Sunday 29 January 2012

Free Voina!



photos flagrantly lifted from Fatcap, a wonderful site dedicated to street art all over the world.

­­
While we’re on the subject of public art, a tip of the hat to Voina, a Russian dissident art group that has been standing up for freedom in the most surprising ways.

One of Voina's symbols is a blue bucket, to mock the cop lights that big shots put atop their cars when they want to breeze through Moscow traffic. They like to put buckets on their heads and run over the villains' limousines, when they can catch one. The police are their special targets, and they made all Moscow laugh when they turned over six police cars in a single night—police cars with drunken, sleeping cops inside.

One member made the news for smuggling a chicken out of a supermarket in her vagina, for reasons not entirely clear. Voina has staged brief occupations of police stations, and a naked orgy in the State Museum of Biology. They also once put on an impromptu punk concert in a courtroom during a dissident trial, playing a catchy tune called ‘All Cops Are Bastards’. On Che Guevara’s birthday, they even stormed the Russian parliament, and manage to storm right out again and get away before the police could appear, leaving their calling card in laser projection on the building’s wall.
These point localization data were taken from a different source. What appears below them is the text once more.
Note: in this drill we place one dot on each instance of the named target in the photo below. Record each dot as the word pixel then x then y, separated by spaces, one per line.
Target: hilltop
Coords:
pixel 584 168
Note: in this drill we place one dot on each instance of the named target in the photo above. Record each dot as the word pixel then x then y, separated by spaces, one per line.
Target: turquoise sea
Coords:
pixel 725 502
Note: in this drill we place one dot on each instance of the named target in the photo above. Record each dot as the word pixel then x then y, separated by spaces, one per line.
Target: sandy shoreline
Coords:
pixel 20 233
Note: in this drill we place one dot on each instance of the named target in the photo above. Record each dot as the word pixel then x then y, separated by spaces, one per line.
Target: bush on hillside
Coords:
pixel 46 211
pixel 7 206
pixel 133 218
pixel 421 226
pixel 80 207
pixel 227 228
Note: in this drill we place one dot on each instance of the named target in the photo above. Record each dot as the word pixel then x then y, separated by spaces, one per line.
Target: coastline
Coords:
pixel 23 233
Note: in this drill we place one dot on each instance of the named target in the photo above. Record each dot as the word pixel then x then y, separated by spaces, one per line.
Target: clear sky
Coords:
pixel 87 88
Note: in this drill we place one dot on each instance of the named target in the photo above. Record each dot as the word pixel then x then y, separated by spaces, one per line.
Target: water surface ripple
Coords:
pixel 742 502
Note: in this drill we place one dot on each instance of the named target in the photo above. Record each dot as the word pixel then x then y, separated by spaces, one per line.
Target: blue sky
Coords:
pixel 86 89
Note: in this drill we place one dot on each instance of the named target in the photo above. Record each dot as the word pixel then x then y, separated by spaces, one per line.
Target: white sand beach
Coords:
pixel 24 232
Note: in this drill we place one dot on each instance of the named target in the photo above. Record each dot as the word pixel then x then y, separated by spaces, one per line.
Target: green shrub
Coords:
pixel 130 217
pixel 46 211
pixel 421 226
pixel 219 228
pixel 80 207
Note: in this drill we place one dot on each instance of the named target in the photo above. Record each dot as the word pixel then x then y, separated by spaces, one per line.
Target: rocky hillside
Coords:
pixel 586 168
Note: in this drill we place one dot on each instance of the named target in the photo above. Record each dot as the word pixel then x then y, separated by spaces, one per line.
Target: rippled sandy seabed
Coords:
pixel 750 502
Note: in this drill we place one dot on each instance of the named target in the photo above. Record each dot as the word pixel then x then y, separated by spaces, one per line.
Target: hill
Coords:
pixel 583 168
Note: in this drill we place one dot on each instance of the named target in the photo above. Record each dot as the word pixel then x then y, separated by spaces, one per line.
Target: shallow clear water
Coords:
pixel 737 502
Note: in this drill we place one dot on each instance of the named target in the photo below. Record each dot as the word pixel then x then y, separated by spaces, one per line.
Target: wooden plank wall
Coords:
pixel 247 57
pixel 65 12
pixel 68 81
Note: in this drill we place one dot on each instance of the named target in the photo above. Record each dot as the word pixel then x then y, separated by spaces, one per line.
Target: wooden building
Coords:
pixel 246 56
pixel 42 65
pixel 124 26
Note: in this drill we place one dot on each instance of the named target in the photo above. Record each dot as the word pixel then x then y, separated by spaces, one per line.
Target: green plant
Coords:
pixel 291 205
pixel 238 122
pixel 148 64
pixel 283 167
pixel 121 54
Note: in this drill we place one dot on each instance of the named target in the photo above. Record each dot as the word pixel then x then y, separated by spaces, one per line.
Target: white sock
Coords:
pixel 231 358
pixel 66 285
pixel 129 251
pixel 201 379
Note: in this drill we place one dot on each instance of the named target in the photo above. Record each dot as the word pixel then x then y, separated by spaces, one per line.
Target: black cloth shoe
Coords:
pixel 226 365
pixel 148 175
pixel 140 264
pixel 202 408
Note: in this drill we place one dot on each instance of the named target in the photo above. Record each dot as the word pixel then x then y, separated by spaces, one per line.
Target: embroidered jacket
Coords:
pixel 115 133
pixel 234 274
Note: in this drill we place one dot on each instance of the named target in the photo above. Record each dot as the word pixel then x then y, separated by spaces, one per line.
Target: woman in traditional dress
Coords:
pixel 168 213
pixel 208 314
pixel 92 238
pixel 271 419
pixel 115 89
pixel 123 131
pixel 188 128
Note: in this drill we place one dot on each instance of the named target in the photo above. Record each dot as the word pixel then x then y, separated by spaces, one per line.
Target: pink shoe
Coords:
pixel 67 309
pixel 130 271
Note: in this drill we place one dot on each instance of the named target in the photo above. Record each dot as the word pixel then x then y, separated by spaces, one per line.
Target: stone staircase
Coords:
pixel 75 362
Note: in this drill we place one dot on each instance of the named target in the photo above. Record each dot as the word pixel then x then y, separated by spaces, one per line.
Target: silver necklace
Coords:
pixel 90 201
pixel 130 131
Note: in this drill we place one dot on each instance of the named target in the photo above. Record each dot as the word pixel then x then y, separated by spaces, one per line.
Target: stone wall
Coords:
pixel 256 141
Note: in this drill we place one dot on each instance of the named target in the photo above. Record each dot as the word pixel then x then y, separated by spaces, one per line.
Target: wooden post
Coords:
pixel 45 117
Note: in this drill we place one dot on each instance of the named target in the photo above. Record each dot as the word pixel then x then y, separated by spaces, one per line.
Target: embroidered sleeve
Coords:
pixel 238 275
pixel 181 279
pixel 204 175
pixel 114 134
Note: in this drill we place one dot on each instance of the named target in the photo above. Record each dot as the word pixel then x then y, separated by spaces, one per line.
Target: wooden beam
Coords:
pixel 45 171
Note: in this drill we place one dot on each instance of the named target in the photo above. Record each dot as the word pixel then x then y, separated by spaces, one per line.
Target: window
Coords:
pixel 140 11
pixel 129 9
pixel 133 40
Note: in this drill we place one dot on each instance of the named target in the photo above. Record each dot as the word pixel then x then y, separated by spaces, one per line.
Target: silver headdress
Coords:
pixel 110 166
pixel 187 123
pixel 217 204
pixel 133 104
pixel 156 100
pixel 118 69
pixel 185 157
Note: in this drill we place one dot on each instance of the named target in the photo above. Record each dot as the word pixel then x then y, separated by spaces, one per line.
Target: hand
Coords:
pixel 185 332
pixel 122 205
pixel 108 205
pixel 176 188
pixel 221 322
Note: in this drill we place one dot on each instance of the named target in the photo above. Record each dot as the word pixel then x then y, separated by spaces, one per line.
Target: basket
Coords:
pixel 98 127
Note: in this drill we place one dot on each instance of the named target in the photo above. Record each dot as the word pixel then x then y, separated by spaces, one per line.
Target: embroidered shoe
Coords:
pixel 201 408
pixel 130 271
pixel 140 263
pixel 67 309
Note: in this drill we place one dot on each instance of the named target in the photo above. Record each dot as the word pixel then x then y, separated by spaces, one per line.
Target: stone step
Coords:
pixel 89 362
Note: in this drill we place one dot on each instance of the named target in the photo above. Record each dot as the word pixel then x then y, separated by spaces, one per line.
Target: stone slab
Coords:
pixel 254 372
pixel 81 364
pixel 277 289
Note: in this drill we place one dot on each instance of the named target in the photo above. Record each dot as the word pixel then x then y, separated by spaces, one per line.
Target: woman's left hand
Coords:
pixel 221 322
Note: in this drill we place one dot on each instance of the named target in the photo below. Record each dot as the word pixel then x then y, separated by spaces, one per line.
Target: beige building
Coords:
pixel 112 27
They‘ve been bailed out on one occasion by Banksy himself, who has contributed over £ 80,000 to their cause. Voina’s greatest exploit, so far, was the erection, so to speak, on the Liteiny drawbridge in St. Petersburg in June 2010. The 65-ft dick was pointed directly at the offices of the Russian regime’s heavies, the Federal Security Service. If the art seems a little careless, it was painted under duress. The Voina artists had to run with their paint cans while the bridge guards were chasing them, and they still managed to get the job done.

The Russian authorities, understandably, are not amused. But this isn’t the old days, and they’ve treated Voina members with just about the same measure of casual brutality and robust prosecution that they could have expected in, say, the United States. Most of the leaders are in jail right now; some are still awaiting trial for serious charges. They could use a little support.